Smoke and fire

Like everyone I know, I’ve found this summer’s fires and the current heat wave to be deeply troubling, not to mention uncomfortable.  Many of us have read the summary of the 2021 Assessment Report from The Intergovernmental Panel on Climate Change (IPCC) and have been disturbed by the report’s comment that these findings represent “a Code Red for humanity”:

It’s shocking to read UN Secretary-General Antonio Guterres’ statement that many of these changes are becoming irreversible.

There might be slight encouragement in the words of Eddy Perez, an International Climate Diplomacy Manager, who states that limiting global warming to 1.5C is not negotiable and still possible: “We need to fight to restore our broken relationship with nature and with ourselves; we need to fight back against any delays to urgent climate action,” he says, and “There is no substitute for phasing out fossil fuels and cutting emissions in half this decade.”

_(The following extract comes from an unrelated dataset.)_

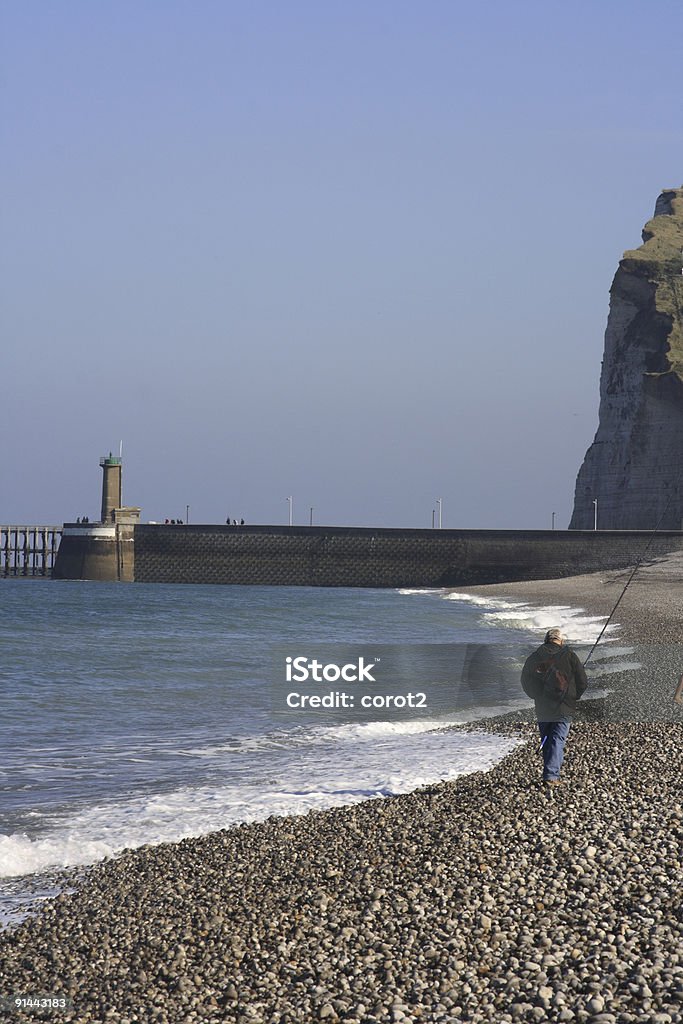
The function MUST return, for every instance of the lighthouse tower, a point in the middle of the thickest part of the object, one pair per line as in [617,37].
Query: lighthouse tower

Many very concerned, aware and intelligent people say that individual action will not make any difference, and it’s true that individuals making changes in their carbon consumption – renouncing airplane flights, unnecessary car travel, red meat, and practicing voluntary simplicity, etc. – will not be enough.

However, I believe significant change in institutions, societies and belief systems has always started from individual action. People create change by putting real pressure on politicians and policymakers in governments and corporations. We can do so by using our votes and our voices effectively. And our purchasing power. We have done it before and we can do it again. We can. We must!

I’ve just now written letters – real letters, not emails, so that they can’t be so easily dismissed – to my MLA and MP stating that the climate crisis has to be at the top of all government agendas and we need them to take strong action and follow the recommendations of the IPCC report. I’m also going to check out what investments are in my pension plan and other holdings and try to argue for environmentally ethical choices. And I urge others to write similar letters. There’s an election coming. Let’s speak up for the environment.

If our governments do implement the report’s recommendations, it will make things very uncomfortable for us for the next few decades. If they don’t do this, the next few summers, years and decades will quickly become much more uncomfortable, perhaps catastrophic.

I find myself thinking of PK Page’s dystopic novella, Unless the Eye Catch Fire. How prescient she was! How inattentive we have been.